31. Oktober, 18 Uhr 53

Nun ja, einfach so anklingeln und ein Rezept bekommen war gelogen. Da muss ich mir wegen meiner Flunkereien wenigstens kein schlechtes Gewissen machen. Der gute Doktor hat mich ein paar Tage auf einen Termin warten lassen. Er wollte mich als letzten Patienten sehen. Ich hätte es eigentlich gerne direkt morgens erledigt, aber was soll ich mich aufregen. Ich habe derzeit ausreichend freie Zeit, Maas ist nämlich ein sturer Bock. Der Arzttermin war also heute Abend. Wenn ich mir vorstelle, dass ich auch wirklich leiden könnte, mit echten Schmerzen und so, wäre das schon eine lange Wartezeit.

Ich fragte, ob er mich zappeln ließ, damit er interessanter wirkt. Er meinte, er habe viel zu tun, musste gewisse Dinge in Erfahrung zu bringen. Das ist ein schräger Typ. Er: „Der Mythos von dem Dämon ist so spannend.“

Keine Untersuchung, Hallelujah. Gleich am Anfang hat er gesagt, dass er sich nur unterhalten will, dass wir das mit den Rezepten dann am Ende machen. Cleverer Schachzug, jetzt musste ich ihm eine Show bieten.

Ich akzeptierte, dass ich mir meine Belohnung verdienen muss. Entsprechend abenteuerlich wurde meine Guten-Abend-Geschichte: Ich habe den Typen, der mir den Rucksack geklaut hat, gesehen. Dann habe ich der Polizei einen Hinweis gegeben hätte. Die Polizei wirkte desinteressiert. Den stell ich selbst zur Rede.

Da hat der Doktor vielleicht Augen gemacht, die Beine ausgestreckt und im Stuhl weit zurückgelehnt. Ich konnte fast hören, wie er seinen Zehen nach oben gedrückt hat. Ihm fehlte einzig das Popcorn.

Weiter ging der Flug vom Lügenbaron: Dann gab es eine kleine Rangelei. Ich drohte, er entschuldigte sich. Wann? 29. Oktober, kurz vor 22 Uhr. Wo? Europaplatz. Ganz alleine.

Lautzer: „Ha.“ Dabei klatschte er in die Hände wie ein dressierter Seelöwe. „Endlich zeigt es denen mal einer!“, stieß er hervor. Er erzählte mir, dass er diese Woche mit seiner Familie nach einer Einkaufstour in der Kaiserstraße ebenfalls von diesem Klientel dumm angemacht wurde. Seiner Tochter wurde das Handy geklaut. Er kam aber noch nicht dazu sich zu revanchieren.

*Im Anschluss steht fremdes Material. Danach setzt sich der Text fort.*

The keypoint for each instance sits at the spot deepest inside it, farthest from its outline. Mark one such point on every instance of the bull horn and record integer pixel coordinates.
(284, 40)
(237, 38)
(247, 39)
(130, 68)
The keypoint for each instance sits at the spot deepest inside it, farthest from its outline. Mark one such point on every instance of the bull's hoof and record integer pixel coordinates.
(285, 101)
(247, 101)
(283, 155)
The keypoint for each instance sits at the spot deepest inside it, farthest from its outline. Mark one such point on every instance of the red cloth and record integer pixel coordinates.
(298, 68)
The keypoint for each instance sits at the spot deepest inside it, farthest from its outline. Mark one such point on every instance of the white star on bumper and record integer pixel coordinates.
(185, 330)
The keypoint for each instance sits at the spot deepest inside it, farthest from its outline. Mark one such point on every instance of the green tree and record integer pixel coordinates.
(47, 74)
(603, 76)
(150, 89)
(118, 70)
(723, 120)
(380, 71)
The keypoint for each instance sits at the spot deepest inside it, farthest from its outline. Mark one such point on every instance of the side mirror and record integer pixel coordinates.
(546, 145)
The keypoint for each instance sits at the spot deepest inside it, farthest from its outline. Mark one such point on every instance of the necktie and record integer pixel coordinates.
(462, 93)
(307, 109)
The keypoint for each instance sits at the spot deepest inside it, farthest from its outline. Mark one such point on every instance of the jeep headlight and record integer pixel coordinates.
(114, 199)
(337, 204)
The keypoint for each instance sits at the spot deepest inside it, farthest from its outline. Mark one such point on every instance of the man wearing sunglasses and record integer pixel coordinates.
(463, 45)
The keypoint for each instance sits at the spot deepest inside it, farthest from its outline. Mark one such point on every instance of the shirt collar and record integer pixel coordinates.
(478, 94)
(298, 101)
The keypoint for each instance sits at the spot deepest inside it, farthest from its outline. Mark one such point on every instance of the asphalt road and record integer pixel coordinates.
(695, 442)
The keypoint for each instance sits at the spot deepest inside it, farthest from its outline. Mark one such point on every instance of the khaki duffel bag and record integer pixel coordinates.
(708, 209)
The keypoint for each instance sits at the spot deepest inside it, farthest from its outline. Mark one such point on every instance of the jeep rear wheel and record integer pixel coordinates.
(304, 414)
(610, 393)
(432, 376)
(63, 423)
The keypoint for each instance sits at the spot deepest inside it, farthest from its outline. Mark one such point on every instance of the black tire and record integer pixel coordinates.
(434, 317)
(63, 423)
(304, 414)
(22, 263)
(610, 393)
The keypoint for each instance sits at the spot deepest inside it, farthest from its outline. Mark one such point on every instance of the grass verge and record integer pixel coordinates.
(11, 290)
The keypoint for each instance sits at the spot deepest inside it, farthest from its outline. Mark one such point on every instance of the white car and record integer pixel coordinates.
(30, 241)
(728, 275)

Ich ließ mir die Täter beschreiben. Sie kamen mir bekannt vor.

Dann klingelte sein Telefon. Familie Lautzer verlangte nach ihrem Oberhaupt.

Er hat mir flink meine Rezepte ausgestellt. Sagte, dass ich mich nicht unterkriegen lassen soll. Ich: „Keine Sorge…“

Ich sehe mich in meinem Tun bestätigt. Der Suizidkönig sorgt dafür, dass arme Töchter ihre Handys nicht verlieren. Ich werde aufräumen. Und bei dieser kleinen Gang anfangen. Ich werde einen nach dem anderen umstoßen wie Kegel. Ich bin keine Bowlingkugel, ich bin die Abrissbirne.